Implementation:Allenai Open instruct Reward Modeling Main
| Knowledge Sources | |
|---|---|
| Domains | Reinforcement Learning from Human Feedback, Reward Modeling, Preference Learning, Distributed Training |
| Last Updated | 2026-02-07 00:00 GMT |
Overview
Concrete tool for end-to-end reward model training using the Bradley-Terry preference loss, provided by Open Instruct.
Description
The main() function in reward_modeling.py orchestrates the complete reward model training pipeline. It handles:
- Tokenizer and model setup: Loads the tokenizer and initializes the reward model from a pre-trained checkpoint with a single-output score head.
- Dataset preparation: Loads and caches preference datasets, creates data loaders with appropriate collation.

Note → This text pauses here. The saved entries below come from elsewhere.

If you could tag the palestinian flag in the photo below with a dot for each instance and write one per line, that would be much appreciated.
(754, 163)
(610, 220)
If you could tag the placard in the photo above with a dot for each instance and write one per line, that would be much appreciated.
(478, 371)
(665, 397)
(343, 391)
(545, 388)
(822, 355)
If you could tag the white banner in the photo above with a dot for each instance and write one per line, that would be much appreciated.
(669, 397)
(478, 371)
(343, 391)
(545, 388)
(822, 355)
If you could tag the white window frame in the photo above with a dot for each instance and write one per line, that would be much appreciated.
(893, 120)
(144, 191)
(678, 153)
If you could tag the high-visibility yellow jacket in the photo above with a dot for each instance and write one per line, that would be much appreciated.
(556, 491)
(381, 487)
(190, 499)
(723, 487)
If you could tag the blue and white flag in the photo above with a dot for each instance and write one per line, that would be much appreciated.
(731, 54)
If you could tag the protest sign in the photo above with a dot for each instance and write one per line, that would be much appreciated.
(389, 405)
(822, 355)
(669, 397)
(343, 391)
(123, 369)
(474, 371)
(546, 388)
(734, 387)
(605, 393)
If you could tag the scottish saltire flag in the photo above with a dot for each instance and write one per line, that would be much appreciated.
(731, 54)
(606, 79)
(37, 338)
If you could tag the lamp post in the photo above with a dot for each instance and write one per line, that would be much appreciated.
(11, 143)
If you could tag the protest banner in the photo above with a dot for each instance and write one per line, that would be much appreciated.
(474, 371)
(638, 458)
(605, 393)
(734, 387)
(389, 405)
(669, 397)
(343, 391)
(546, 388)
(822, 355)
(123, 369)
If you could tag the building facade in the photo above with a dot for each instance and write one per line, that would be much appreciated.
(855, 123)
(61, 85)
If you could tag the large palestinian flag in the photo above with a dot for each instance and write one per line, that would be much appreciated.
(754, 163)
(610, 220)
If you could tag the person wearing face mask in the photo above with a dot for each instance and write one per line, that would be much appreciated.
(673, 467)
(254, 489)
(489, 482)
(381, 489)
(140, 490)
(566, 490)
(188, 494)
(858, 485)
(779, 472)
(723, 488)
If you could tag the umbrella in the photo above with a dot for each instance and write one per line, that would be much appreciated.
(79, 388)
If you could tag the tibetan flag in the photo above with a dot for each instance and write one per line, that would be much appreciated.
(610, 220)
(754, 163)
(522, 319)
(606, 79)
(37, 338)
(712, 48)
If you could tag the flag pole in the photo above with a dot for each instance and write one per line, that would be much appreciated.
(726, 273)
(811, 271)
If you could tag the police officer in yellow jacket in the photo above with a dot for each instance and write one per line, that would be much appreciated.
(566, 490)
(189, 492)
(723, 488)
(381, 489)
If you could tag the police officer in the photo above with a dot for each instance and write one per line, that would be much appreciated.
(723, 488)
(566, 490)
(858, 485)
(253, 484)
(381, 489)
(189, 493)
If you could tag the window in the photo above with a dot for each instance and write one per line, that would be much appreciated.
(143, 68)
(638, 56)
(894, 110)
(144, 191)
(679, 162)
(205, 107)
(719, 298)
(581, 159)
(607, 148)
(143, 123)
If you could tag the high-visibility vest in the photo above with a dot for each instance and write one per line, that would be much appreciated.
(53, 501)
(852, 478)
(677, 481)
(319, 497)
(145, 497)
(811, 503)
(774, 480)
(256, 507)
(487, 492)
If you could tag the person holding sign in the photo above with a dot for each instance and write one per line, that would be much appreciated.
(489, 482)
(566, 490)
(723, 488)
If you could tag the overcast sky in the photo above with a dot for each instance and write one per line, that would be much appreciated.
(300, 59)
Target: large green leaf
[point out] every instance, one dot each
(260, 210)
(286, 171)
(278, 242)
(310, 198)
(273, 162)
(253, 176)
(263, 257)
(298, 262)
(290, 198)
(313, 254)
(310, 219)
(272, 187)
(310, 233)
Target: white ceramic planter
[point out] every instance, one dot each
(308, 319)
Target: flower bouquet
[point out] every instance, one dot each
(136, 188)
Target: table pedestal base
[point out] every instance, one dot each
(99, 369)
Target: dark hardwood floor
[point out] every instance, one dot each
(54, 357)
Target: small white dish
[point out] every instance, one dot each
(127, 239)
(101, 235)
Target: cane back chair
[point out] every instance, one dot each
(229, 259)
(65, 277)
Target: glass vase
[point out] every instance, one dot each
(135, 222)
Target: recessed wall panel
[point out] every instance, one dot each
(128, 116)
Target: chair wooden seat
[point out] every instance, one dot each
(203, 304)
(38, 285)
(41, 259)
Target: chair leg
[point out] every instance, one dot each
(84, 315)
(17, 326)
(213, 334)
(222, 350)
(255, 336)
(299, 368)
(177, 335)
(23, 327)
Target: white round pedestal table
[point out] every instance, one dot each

- Distributed training infrastructure: Configures HuggingFace Accelerate for multi-GPU and multi-node training with gradient accumulation.
- Training loop: Iterates over preference pairs, computes Bradley-Terry loss, updates model parameters, and logs metrics.
- Evaluation: Periodically evaluates the model on a held-out preference dataset.
- Model saving and publishing: Saves the trained model and optionally pushes it to HuggingFace Hub.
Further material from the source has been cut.